Its derivation is obscure. Does it come from the term for muddy, half-melted ice, for ‘excessive sentiment’, or for paper pulp in water suspension? I don’t believe so. Instead, I would suggest – as someone who started her publishing career in 1976 as an editorial assistant – that perhaps it is a corruption of the word ‘sluice’, one of whose meanings is, in relation to gold mining, ‘a channel or trough with grooves into which a current of water is directed in order to separate gold from the ore containing it’. Sometimes – not often, but sometimes – there is indeed gold among the ore. Even when there’s not, editorial sluicing is valuable for both publishing tyros and veterans.

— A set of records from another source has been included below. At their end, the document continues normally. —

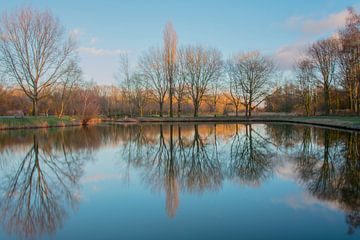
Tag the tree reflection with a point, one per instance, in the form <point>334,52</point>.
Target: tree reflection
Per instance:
<point>250,157</point>
<point>328,164</point>
<point>37,191</point>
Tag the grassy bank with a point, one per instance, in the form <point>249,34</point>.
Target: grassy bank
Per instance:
<point>344,122</point>
<point>37,122</point>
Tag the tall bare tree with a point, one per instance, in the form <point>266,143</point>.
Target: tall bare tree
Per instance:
<point>180,80</point>
<point>34,52</point>
<point>124,78</point>
<point>235,94</point>
<point>349,59</point>
<point>323,55</point>
<point>252,72</point>
<point>304,70</point>
<point>68,82</point>
<point>170,42</point>
<point>152,70</point>
<point>203,67</point>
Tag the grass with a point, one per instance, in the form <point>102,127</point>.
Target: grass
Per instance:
<point>35,122</point>
<point>335,119</point>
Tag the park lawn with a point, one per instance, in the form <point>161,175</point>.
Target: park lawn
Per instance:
<point>355,120</point>
<point>36,122</point>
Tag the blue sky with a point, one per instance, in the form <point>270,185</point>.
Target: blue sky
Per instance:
<point>106,28</point>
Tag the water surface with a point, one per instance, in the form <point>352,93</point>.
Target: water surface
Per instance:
<point>181,181</point>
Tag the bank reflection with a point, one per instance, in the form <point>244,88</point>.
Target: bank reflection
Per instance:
<point>41,170</point>
<point>39,184</point>
<point>327,164</point>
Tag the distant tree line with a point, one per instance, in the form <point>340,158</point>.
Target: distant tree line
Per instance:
<point>40,74</point>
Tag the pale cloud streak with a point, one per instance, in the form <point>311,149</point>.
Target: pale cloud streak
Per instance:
<point>76,33</point>
<point>287,55</point>
<point>99,52</point>
<point>310,26</point>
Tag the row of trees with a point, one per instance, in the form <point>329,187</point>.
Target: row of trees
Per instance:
<point>38,59</point>
<point>332,66</point>
<point>38,62</point>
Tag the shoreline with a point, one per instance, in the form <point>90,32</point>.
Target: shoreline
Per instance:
<point>335,122</point>
<point>321,121</point>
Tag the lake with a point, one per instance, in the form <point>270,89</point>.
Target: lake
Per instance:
<point>180,181</point>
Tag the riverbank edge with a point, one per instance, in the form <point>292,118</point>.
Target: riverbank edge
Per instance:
<point>321,121</point>
<point>336,123</point>
<point>41,123</point>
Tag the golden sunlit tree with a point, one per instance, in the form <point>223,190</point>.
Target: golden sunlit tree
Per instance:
<point>170,42</point>
<point>35,53</point>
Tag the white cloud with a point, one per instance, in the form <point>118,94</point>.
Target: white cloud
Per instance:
<point>76,33</point>
<point>94,40</point>
<point>332,22</point>
<point>287,55</point>
<point>99,52</point>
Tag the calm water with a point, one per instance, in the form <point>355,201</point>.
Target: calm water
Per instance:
<point>206,181</point>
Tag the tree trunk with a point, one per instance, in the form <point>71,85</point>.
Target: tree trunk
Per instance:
<point>196,109</point>
<point>35,109</point>
<point>171,97</point>
<point>327,99</point>
<point>161,106</point>
<point>179,107</point>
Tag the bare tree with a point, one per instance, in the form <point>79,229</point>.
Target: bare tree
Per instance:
<point>214,96</point>
<point>323,55</point>
<point>304,70</point>
<point>203,67</point>
<point>139,94</point>
<point>152,70</point>
<point>252,72</point>
<point>235,94</point>
<point>180,80</point>
<point>68,82</point>
<point>170,42</point>
<point>349,59</point>
<point>124,78</point>
<point>34,52</point>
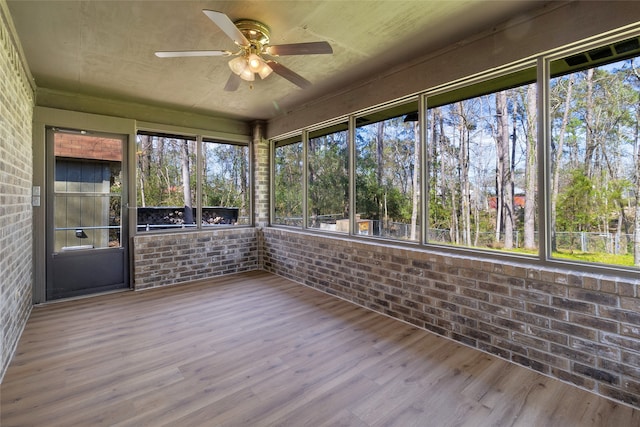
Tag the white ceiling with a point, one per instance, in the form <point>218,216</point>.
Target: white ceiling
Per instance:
<point>106,48</point>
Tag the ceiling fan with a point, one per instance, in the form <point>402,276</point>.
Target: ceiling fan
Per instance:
<point>254,56</point>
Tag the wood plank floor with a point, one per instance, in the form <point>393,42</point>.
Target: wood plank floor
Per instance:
<point>258,350</point>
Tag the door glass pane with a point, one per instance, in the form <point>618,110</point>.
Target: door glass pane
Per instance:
<point>87,192</point>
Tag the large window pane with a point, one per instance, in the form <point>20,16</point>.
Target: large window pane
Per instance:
<point>166,182</point>
<point>328,179</point>
<point>482,169</point>
<point>595,114</point>
<point>225,184</point>
<point>288,167</point>
<point>388,175</point>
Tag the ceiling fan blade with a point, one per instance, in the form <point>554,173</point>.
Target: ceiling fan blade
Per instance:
<point>184,53</point>
<point>311,48</point>
<point>293,77</point>
<point>228,27</point>
<point>233,83</point>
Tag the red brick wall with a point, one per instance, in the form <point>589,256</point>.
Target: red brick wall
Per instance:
<point>88,147</point>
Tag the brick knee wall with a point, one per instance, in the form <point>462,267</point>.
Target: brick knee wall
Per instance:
<point>172,258</point>
<point>582,329</point>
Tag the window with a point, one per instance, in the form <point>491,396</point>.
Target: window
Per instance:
<point>481,174</point>
<point>180,186</point>
<point>288,171</point>
<point>483,169</point>
<point>328,179</point>
<point>166,181</point>
<point>595,117</point>
<point>388,173</point>
<point>225,184</point>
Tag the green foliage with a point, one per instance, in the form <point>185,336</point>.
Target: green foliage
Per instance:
<point>576,203</point>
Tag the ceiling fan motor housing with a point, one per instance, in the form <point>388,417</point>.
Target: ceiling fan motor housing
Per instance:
<point>256,32</point>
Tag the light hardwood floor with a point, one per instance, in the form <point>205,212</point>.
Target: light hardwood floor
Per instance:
<point>258,350</point>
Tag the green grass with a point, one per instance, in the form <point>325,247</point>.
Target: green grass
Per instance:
<point>595,257</point>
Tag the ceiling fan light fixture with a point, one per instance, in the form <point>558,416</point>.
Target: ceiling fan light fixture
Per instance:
<point>247,75</point>
<point>264,71</point>
<point>238,65</point>
<point>255,62</point>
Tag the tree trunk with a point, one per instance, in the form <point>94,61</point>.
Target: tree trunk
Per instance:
<point>502,160</point>
<point>530,170</point>
<point>555,165</point>
<point>186,181</point>
<point>379,175</point>
<point>464,177</point>
<point>415,197</point>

At W.W. Norton in my early days, unsolicited manuscripts were also referred to as ‘over-the-transoms’ (the transom being the window above the doors in office buildings) and it was the editorial assistants’ job to read them. I relished this task because it was an important way to hone one’s publishing skills and judgement. The slush pile revealed the Zeitgeist – what preoccupied the nation was contained therein. In the 1970s and 1980s it included Vietnam War memoirs; ruminations on Watergate; and the early stirrings of the fitness/nutrition movement as the baby boomers donned running shoes. Later on in the 1980s and into the 1990s it was alien abductions, missing children, and recovered memories. More recently, as an agent in Australia, I found the Zeitgeist to be made up of, among other things, family history (especially lost World War I diaries), tales of child abuse, the so-called misery memoir, and, as the boomers face retirement, manuscripts about ageing and death. As for fiction, the gamut has included chick lit, hard-core erotica, novels featuring vampires or Harry Potterish characters, thrillers involving people smuggling, and rural romance.

I never felt I was wasting my time dealing with unsolicited manuscripts and queries. Sometimes I found gold and always I learned something about what people were anxious to communicate and what, therefore, others might want to read about. And there was, as well, for me a sense of anticipation – what would the next large envelope or email attachment bring?

Of course, most unsolicited manuscripts (or the queries that precede them) are unsuitable for one reason or another. People may be earnest and well-intentioned, but that doesn’t mean they write well or knowledgeably, or that they bother to read submission guidelines. But whether they’ve produced gold or not, all writers deserve to be treated courteously. Which is why I shied away from rejecting work and preferred instead to offer thanks for the submission while declining to publish or represent it.

SlushPile Hell, rejection, #queryfail – all signal an air of entitlement and a sense of besiegement, the last perhaps a sign of the anxious, proverbial-over-tea-kettle state publishing has been in since 2008. But without writers, publishers are nowhere: should they therefore be made to feel they must storm the battlements in order to get even a look-in?